The greatest flaw in our policy, says Carnegie Mellon professor Jonathan Caulkins, is that so many of those people are non-violent users or low-level drug runners whose long prison sentences were triggered not by any harm they’ve caused their communities but by how many ounces they were caught carrying.
“The better criticism to my mind is not prohibition versus legalization,” said Caulkins, who previously co-directed RAND’s Drug Policy Research Center, “but why do we do the prohibition the way that we do?”
We would do better, he suggests, to target not the number of users in existence, but the consequences of drug use that do the most damage to communities, such as violence and HIV transmission. He points out that the drug dealer who carries a weapon, sells outside treatment centers and employs children as lookouts — in other words, one “who creates unusually large problems per kilogram sold” — contributes to that collateral damage much more than the run-of-the-mill seller.
Users who are addicted to drugs, Caulkins adds, also aren’t likely to be dissuaded by the drug war’s long mandatory sentences.
“Long sentences are terrible at deterring people particularly from using drugs when they’re dependent,” he said. “Cravings and compulsions make it just [impossible] for people to process the consequences of a low probability of a long sentence.” Dependent drug users who don’t pose a violent threat might be better addressed through treatment programs (or through “coerced abstinence,” a strategy of constant testing and brief incarceration Caulkins believes could be particularly effective). But the current drug war skews most of its resources toward prohibition. That 2005 RAND report Caulkins helped write cited one presidential budget for the drug war: 53 percent of the requested money was earmarked for enforcement, with only 29 percent for treatment and 18 percent for prevention.
Caulkins says the government isn’t organized to recalibrate that balance between toughness and treatment. For one thing, we don’t have a single authority in charge of both. Obama’s “drug czar,” for example, has a bully pulpit but no purse strings.
And then there’s the tricky issue of morality, which is another obstacle to adjusting our current course. Decisions about drug policy are colored by the public’s moral reactions in a way that decisions about, say, agriculture subsidies are not.
This reality particularly frustrates economists like Jeffrey Miron, who’ve tracked the billions of dollars America has spent on the drug war because, for no particularly rational reason, society has decided drugs are immoral, but alcohol is not.
“People accept that it’s immoral because it’s illegal, then turn around and say, well, because it’s immoral, therefore it should be illegal,” said Miron, director of undergraduate studies in the Harvard economics department and a fellow at the libertarian Cato Institute. He produced the study last fall suggesting America wastes $88 billion a year waging the war on drugs.

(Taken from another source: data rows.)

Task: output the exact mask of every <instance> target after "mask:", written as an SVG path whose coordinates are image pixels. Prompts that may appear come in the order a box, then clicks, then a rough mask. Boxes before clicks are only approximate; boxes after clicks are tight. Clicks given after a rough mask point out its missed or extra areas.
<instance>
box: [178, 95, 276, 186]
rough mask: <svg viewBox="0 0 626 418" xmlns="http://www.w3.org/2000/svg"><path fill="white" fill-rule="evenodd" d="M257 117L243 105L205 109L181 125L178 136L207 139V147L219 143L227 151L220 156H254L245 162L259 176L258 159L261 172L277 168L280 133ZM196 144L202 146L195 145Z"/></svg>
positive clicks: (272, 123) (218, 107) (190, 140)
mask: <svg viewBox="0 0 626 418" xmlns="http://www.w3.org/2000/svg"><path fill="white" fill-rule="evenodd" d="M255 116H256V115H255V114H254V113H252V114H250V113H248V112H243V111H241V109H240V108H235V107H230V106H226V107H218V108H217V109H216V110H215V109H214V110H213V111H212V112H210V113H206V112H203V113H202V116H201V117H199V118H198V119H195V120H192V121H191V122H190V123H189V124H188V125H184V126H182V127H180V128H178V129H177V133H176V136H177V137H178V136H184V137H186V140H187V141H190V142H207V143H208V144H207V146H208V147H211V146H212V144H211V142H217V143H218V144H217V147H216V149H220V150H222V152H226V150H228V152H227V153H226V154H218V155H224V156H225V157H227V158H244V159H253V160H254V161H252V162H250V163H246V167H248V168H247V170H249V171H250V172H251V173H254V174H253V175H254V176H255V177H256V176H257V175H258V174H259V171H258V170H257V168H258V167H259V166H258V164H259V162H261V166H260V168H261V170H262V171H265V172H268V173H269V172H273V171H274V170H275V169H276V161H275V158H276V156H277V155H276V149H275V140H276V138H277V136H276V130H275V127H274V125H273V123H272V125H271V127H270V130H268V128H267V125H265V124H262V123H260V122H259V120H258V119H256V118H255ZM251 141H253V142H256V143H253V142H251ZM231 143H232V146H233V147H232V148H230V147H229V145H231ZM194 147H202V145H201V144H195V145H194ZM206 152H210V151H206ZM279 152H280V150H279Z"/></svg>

Miron’s reasons for opposing the current policy differ from Mauer’s, whose organization is also concerned with how the war on drugs has disproportionately impacted minority communities. That diversity of criticism — whether on free market, social justice or public health grounds — would seem to give the collective case against the strategy all the more momentum.
Miron, though, isn’t optimistic, even though the 40th anniversary of Nixon’s declaration and the new report by the Global Commission on Drug Policy — which included former U.N. secretary general Kofi Annan and past presidents of Mexico, Brazil and Columbia — have brought the issue back into the news.
“There have been commission reports going back 50, 100 years,” Miron said. “There’s always been a new commission report, there’s always a new well-known person who comes out for this. But it turns out these people always do this well after they’re retired, well after they need to get re-elected. They never do it when they’re still the president of Mexico.”